The bottom of my stomach dips at the sudden flatness in his tone, and I hate him for it, hate myself even more for my reaction. I have at least twenty thousand better things to worry about than what Henry Li thinks of me.

Things like the cold still spreading under my skin.

I whirl back around and run out through the doors, onto the grass courtyard. I expect to feel better in the sunlight, but my trembling only grows more violent, the chill running down to my very toes.

Definitely not normal.

Then, without warning, something slams straight into my back.

I don’t even have time to cry out; I crash hard onto my knees. Pain shoots through me, the stiff, fake grass digging into my raw palms.

Wincing, I glance up in time to see that the culprit isn’t something, but someone. Someone built like a bull and twice my height.

Andrew She.

I wait for him to help me up—to apologize, at the very least—but he simply frowns as he regains his balance, his eyes passing right over me, and turns around to leave.

Confusion wars with indignation in my head. This is Andrew She, after all; the boy who cushions his every sentence with phrases like “sorry” and “I think” and “maybe,” who can’t speak up in class without his face going red, who’s always the first person to greet the teachers good morning, who’s been teased mercilessly by everyone in our year level for being polite to a fault.

But when I turn toward the tinted glass doors to check for any injuries, all thoughts of Andrew She and basic etiquette vanish from my head. My heart slams violently against my ribs, a loud, ragged beat of this-can’t-be-happening-this-can’t-be-happening—

Because the doors reflect everything like a mirror: the kids spilling out onto the basketball courts, the emerald bamboo groves planted around the science building, the flock of sparrows taking to the skies in the distance...

Everything but me.





2


My first thought is not so much a thought as a word that begins with f.

My second thought is: How am I supposed to hand in my Chinese essay like this?

I’m starting to understand what Mama meant about needing to seriously reevaluate my priorities.

As I stare at the empty space in the glass—the space where I’m supposed to be—a thousand questions and possibilities stir up a frenzy inside my mind like the wild, flapping wings of startled birds, all force and no direction.

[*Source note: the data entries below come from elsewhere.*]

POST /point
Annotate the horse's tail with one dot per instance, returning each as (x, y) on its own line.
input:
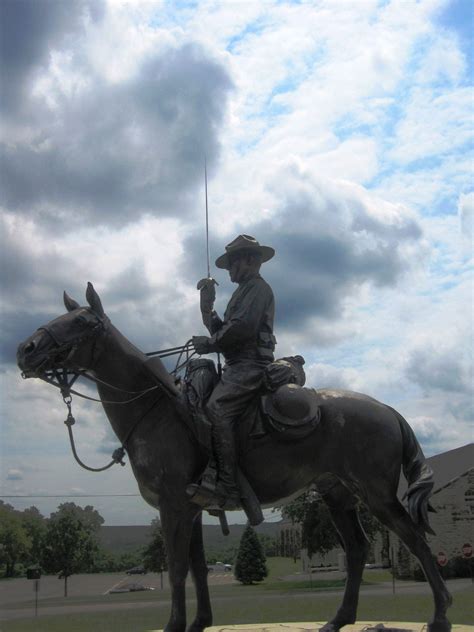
(419, 476)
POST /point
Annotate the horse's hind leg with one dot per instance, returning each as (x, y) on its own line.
(341, 505)
(394, 516)
(177, 529)
(199, 573)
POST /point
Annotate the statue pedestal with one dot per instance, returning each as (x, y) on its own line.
(310, 626)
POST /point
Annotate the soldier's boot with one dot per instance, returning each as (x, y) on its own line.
(227, 491)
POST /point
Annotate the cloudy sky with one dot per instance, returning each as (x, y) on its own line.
(337, 132)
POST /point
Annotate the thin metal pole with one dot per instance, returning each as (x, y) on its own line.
(207, 222)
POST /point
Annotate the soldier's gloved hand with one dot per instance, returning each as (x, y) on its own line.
(207, 287)
(202, 344)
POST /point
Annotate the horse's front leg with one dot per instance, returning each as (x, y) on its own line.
(199, 573)
(177, 528)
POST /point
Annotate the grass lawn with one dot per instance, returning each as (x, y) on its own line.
(240, 604)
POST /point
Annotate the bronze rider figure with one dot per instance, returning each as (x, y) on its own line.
(245, 338)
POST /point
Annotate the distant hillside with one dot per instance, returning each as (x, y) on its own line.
(129, 538)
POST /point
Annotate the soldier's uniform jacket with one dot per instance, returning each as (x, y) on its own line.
(247, 329)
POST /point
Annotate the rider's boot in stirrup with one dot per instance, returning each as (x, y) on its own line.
(227, 491)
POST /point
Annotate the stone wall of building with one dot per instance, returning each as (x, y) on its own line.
(453, 523)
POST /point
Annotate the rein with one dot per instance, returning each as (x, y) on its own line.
(64, 380)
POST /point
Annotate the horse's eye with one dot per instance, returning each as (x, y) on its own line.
(81, 320)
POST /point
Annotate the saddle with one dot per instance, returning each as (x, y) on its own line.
(285, 409)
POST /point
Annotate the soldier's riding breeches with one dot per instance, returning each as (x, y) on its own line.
(239, 384)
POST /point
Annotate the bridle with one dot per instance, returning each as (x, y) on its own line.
(64, 378)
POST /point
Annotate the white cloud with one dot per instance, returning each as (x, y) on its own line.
(351, 160)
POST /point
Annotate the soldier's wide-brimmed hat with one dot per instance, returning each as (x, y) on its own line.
(244, 243)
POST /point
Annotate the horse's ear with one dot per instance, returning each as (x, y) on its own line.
(69, 302)
(94, 300)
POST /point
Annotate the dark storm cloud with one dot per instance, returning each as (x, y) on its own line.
(327, 246)
(436, 370)
(114, 152)
(29, 31)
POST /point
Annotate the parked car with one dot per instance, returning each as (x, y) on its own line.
(219, 567)
(130, 588)
(136, 570)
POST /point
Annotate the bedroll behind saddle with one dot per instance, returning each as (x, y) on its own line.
(291, 412)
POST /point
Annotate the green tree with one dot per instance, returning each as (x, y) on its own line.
(250, 565)
(71, 540)
(34, 524)
(269, 544)
(318, 533)
(154, 555)
(14, 541)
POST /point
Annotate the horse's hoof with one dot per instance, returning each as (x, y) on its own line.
(199, 626)
(439, 626)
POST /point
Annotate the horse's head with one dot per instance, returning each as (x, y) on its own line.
(68, 341)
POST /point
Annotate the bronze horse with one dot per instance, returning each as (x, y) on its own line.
(358, 450)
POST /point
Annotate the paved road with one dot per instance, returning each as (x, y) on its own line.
(19, 591)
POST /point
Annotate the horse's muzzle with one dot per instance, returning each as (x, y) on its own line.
(29, 358)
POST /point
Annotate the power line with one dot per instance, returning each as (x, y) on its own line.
(74, 496)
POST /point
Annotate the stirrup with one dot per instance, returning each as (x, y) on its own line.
(206, 496)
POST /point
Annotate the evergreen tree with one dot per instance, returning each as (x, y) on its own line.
(70, 543)
(34, 524)
(14, 541)
(250, 565)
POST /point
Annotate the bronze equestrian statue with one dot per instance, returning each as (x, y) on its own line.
(245, 338)
(358, 449)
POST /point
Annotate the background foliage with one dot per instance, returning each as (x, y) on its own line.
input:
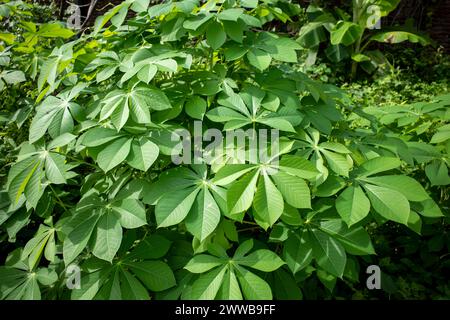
(87, 177)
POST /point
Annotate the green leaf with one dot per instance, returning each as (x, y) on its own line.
(196, 107)
(380, 164)
(147, 73)
(268, 202)
(208, 284)
(108, 237)
(337, 162)
(173, 207)
(156, 275)
(114, 154)
(131, 288)
(345, 33)
(259, 59)
(54, 30)
(230, 287)
(407, 186)
(263, 260)
(329, 253)
(295, 191)
(204, 215)
(55, 168)
(201, 263)
(215, 35)
(356, 241)
(298, 167)
(400, 36)
(297, 251)
(78, 238)
(131, 213)
(240, 194)
(143, 154)
(252, 286)
(352, 205)
(388, 203)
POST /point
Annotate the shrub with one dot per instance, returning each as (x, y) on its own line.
(97, 185)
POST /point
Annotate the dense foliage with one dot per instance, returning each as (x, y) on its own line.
(88, 177)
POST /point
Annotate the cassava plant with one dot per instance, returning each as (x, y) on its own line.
(101, 184)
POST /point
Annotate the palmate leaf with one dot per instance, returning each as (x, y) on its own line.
(239, 110)
(111, 149)
(55, 115)
(328, 252)
(100, 223)
(130, 279)
(194, 201)
(352, 205)
(345, 33)
(30, 175)
(227, 280)
(137, 102)
(256, 187)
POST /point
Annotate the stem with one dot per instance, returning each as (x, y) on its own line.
(355, 63)
(58, 200)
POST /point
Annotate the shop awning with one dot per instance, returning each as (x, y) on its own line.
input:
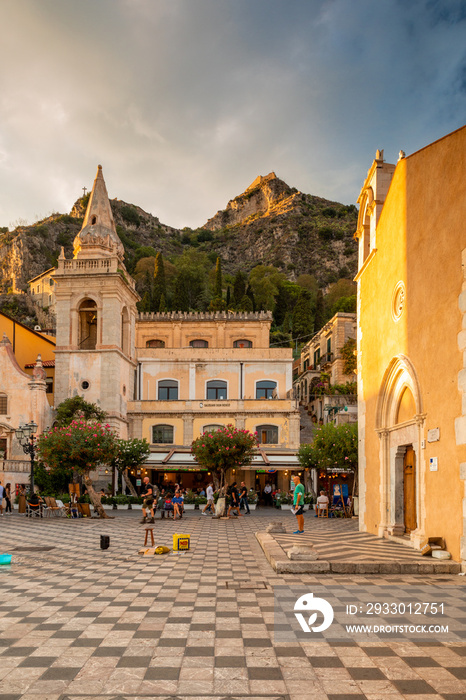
(181, 460)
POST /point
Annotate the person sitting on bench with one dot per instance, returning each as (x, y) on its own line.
(177, 502)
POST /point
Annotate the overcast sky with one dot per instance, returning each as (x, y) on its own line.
(185, 102)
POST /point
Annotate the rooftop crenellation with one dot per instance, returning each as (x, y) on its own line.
(206, 316)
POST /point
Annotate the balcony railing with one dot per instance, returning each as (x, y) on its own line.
(15, 465)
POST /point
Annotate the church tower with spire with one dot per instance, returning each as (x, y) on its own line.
(96, 314)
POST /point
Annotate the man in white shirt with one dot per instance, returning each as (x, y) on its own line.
(210, 499)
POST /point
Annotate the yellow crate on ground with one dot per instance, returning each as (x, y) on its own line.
(180, 542)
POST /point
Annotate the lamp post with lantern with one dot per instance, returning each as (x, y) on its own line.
(26, 436)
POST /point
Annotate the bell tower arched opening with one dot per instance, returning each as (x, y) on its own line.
(87, 338)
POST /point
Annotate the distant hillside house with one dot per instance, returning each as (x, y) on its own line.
(42, 289)
(322, 356)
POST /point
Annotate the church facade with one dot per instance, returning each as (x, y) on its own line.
(412, 346)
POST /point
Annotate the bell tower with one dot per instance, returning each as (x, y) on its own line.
(96, 314)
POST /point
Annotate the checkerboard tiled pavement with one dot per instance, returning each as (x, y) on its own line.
(78, 622)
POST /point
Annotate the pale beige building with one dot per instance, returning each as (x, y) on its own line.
(22, 399)
(322, 356)
(167, 377)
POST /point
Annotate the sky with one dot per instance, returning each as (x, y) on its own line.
(185, 102)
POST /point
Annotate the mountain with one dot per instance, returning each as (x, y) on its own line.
(269, 223)
(274, 224)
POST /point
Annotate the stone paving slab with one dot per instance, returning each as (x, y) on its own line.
(275, 547)
(79, 622)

It must be a dream, I tell myself. But even as I repeat the words again and again, I don’t believe it. My dreams are never this vivid; I can still smell the cooked spices and coconut curry from the school cafeteria, feel the cool, smooth fabric of my skirt against my thigh, the ends of my ponytail tickling my sweat-coated neck.

I push myself shakily off the ground. My knees sting like hell and I’m dimly aware of the small blood droplets oozing from my palms, but it’s the last of my worries at the moment. I try to breathe, to calm myself down.

It doesn’t work. There’s a faint buzzing sound in my ears and my breaths come out in quick and shallow puffs.

And through the cloud of panic, annoyance spikes inside me. I really don’t have time to be hyperventilating.